How did you choose OHIO?
My dad heard about Ohio University's journalism program from a stranger on a plane and found out ("TODAY" show host) Matt Lauer attended Ohio University. I applied and got a good scholarship.
You interned at the "TODAY" show. How was that?
That was just an unbelievable experience. I really liked living in New York. We interns were there to do what the producer needed us to do, from logging tape to transcribing interviews and B roll to researching guests or topics being discussed. Within the first 30 minutes of being there, I and the other intern from Ohio University were in Matt Lauer's office and he was asking us questions about Athens and our major and our families.
You didn’t need to go to New York to get hands-on media experience.

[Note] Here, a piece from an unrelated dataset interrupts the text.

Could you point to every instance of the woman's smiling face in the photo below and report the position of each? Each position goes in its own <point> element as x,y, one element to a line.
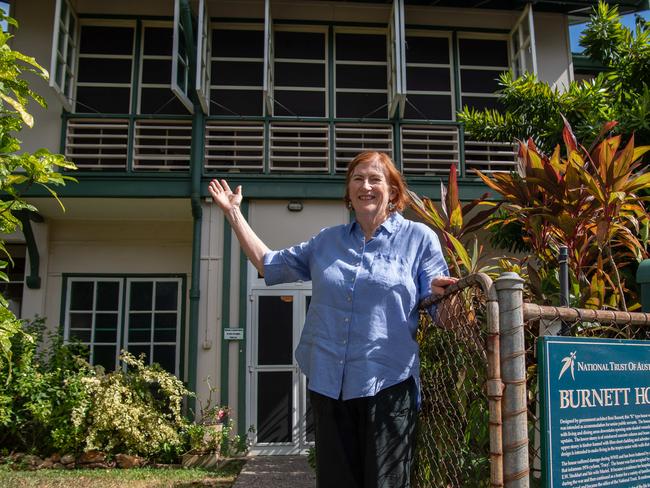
<point>369,190</point>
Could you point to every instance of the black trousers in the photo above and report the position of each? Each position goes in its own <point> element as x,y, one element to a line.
<point>366,442</point>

When I was a freshman I started right off the bat in (WOUB NPR-affiliated campus) radio. I was working hands on. Being affiliated with NPR and Ohio Public Radio was big in terms of content production and creating newscasts of substance. From there I moved on to reporting for WOUB, the 5:30 newscast called Newswatch. I currently report and anchor for Newswatch. It was huge in terms of preparation for internships as well. Having WOUB as a resource is great because it is smaller and the reality is that my first job is probably going to be in a small market.

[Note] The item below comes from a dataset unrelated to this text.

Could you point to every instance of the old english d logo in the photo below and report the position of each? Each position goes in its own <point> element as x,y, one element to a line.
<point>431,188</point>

Why a liberal arts education instead of working your way up through the newsroom?
I decided it was important for me to get a traditional four-year college education because I wanted to have more than just skills. I wanted to have knowledge that can also be transferable for my chosen career path. What's great about Ohio University is that it is a state school. It's cheaper than a lot of other alternatives but offers the same great opportunities. Our professors are top notch.

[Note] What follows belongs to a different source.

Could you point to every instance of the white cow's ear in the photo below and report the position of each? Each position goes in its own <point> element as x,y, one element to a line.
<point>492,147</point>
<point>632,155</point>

You are president of Divine Covering. What have you learned about leadership?
I got involved with Divine Covering just because someone invited me to a Bible study. And somehow I ended up as president. We have Bible studies, we have an annual retreat. You have a team and an executive board for help. You have to trust in their abilities and trust that they're as passionate about the organization as you are. I think it's impossible to be a leader without understanding how to work in a team. I think that translates to journalism as well.
If you were reporting the Andrew Fowler story, what would that story be?
I think the story for me would be about a guy who comes to a new state, a new place with hardly any connections finding his place here at this university. I didn't know anyone really coming in, but it wasn't hard to get to know people, people made it easy to become a part of the school community and even the community as a whole in terms of Athens. Athens is so great because it has a culture that's so unlike of what I experienced before coming here and that's what I really like about this place.
What are your future goals?
I want to continue to be a reporter and anchor, first locally and then eventually nationally.
“I think my greatest achievement over my years in college has been being able to grow in different ways academically, socially, and also spiritually—beyond what I expected.”